[DEBATE] : Non-Alignment in the 21st Century

Yoshie Furuhashi critical.montages at gmail.com
Sat Sep 29 20:26:12 BST 2007


<http://montages.blogspot.com/2007/09/whether-or-not-iran-can-resist-us-led.html>
Saturday, September 29, 2007
Non-Alignment in the 21st Century

Whether or not Iran can resist the US-led multinational empire depends
a lot on whether it can gain and keep allies -- Cuba, Venezuela,
Bolivia, Nicaragua, and so on -- and get other countries that are
neither full members of the empire nor allies of Iran -- Russia,
China, India, Turkey, etc. -- to resist economic and other sanctions
on Iran as much as possible.1

Iran should also continue to work on driving wedges between the USA on
one hand and Japan and European states on the other hand, so the
latter won't fully sign on to the US campaign to economically isolate
Iran.

Conversely, the fall of Iran would embolden the empire and make it
easier to intensify attacks on Cuba, Venezuela, Bolivia, Nicaragua,
and others. Survival of Iran would weaken US hegemony further, a
favorable outcome for all who are or may become Washington's targets.2

Condoleezza Rice claims that Non-Alignment "has lost its meaning":

     . . . I know that there are some who still talk about
     non-alignment in foreign policy. But maybe that made
     sense during the Cold War when the world really was
     divided into rival camps. Now the question that I would
     ask is, as fellow democracies with so many interests
     and principles in common at a time when people of
     every culture, every race, and every religion are
     embracing political and economic liberty, what is the
     meaning of non-alignment?

     It has lost its meaning. (Condoleezza Rice, "Remarks
     at the U.S.-India Business Council 32nd Anniversary
     'Global India' Summit," U.S. Chamber of Commerce,
     Washington, DC, 27 June 2007)

Not true.
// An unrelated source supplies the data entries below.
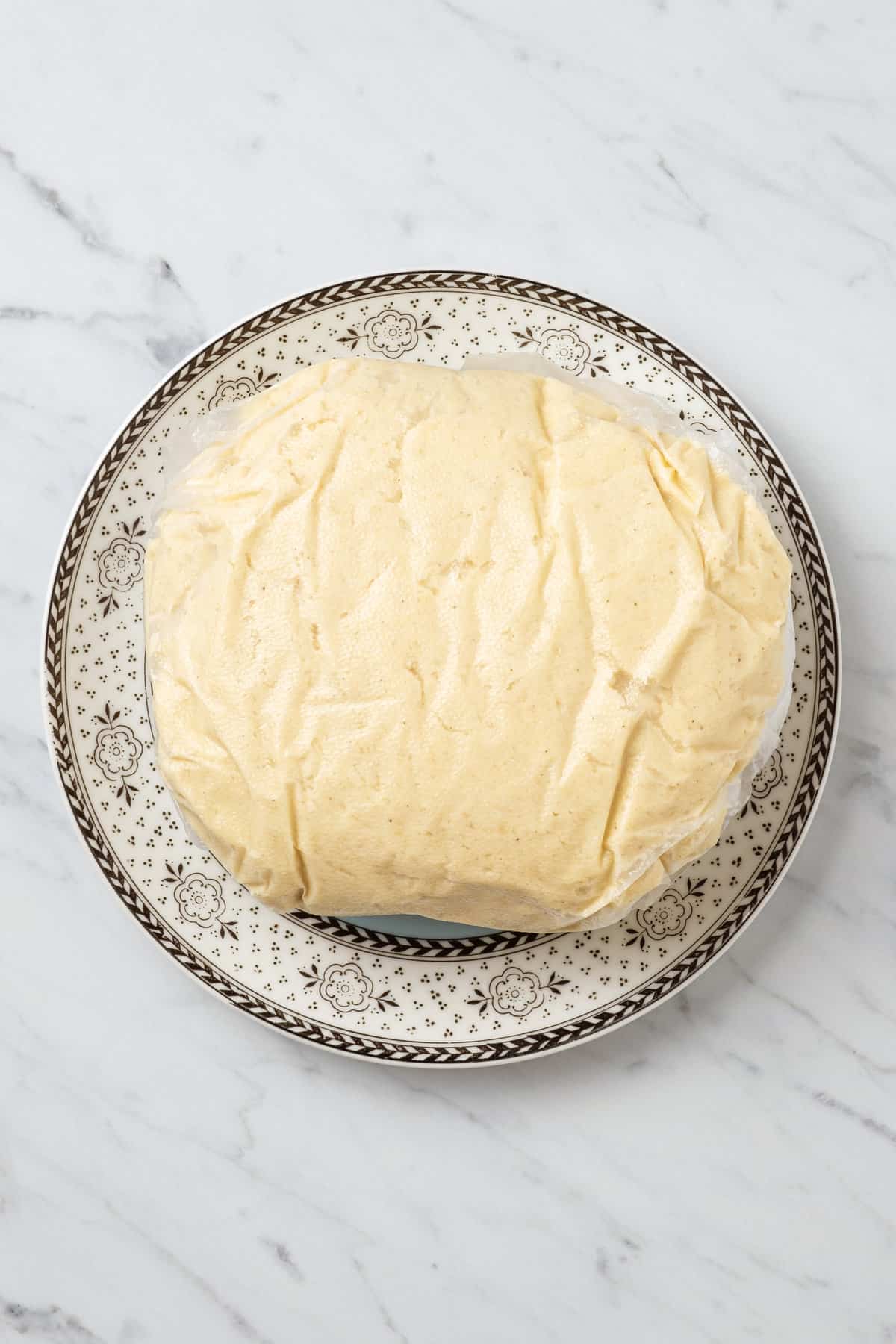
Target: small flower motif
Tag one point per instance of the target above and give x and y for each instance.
(117, 752)
(668, 915)
(516, 992)
(768, 777)
(563, 347)
(347, 988)
(231, 390)
(391, 334)
(200, 900)
(121, 564)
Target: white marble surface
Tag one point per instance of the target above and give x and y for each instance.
(723, 1169)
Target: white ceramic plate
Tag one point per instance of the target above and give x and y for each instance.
(406, 991)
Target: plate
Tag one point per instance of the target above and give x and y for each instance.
(408, 991)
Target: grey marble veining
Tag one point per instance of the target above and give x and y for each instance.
(723, 1169)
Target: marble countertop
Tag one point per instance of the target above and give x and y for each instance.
(723, 1169)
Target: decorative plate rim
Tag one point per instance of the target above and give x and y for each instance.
(541, 1041)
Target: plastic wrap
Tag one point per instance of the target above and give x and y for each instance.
(213, 432)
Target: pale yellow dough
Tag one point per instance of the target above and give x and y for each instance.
(458, 644)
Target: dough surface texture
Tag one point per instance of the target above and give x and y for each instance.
(464, 645)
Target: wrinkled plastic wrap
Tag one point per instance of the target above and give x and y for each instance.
(211, 433)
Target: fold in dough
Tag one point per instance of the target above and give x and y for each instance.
(464, 645)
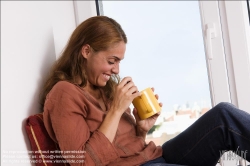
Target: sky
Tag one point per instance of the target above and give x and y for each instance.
(165, 49)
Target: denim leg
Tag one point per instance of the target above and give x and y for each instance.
(223, 128)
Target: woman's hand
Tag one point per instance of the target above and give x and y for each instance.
(125, 92)
(143, 126)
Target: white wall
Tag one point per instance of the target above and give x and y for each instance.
(33, 34)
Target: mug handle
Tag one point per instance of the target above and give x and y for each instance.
(144, 98)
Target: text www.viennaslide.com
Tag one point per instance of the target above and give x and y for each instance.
(15, 157)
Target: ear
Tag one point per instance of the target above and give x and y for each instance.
(86, 51)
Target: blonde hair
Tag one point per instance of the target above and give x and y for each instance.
(101, 33)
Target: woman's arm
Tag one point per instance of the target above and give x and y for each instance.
(125, 92)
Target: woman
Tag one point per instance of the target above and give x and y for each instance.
(86, 109)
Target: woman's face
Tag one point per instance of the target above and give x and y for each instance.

Non-Alignment in the 21st Century means non-alignment with
the US power elite, consciously building new military alliances (away
from the NATO and other multilateral and bilateral military
cooperation with the USA), financial networks (away from the dollar),
cultural connections (away from the American media), and so on to roll
back the empire.

1 InternetActivist.org has created a useful list of where other
nations stand in their relations to Iran and the US campaign to
isolate it: "So How Have the US/Israeli Efforts to Isolate Iran Fared
around the World?" (27 September 2007).

2 Those leftists who try to isolate Iran from Latin socialist leaders
are silly sectarians who have no mass following on the ground and care
little about what will become of the Iranian people. The "Iranian
Revolutionary Socialists' League," which says it is "highly critical
of the Chavez government's extraordinarily close and fraternal
relations with the Islamic Republic of Iran" in its open letter (17
September 2006), is a case in point.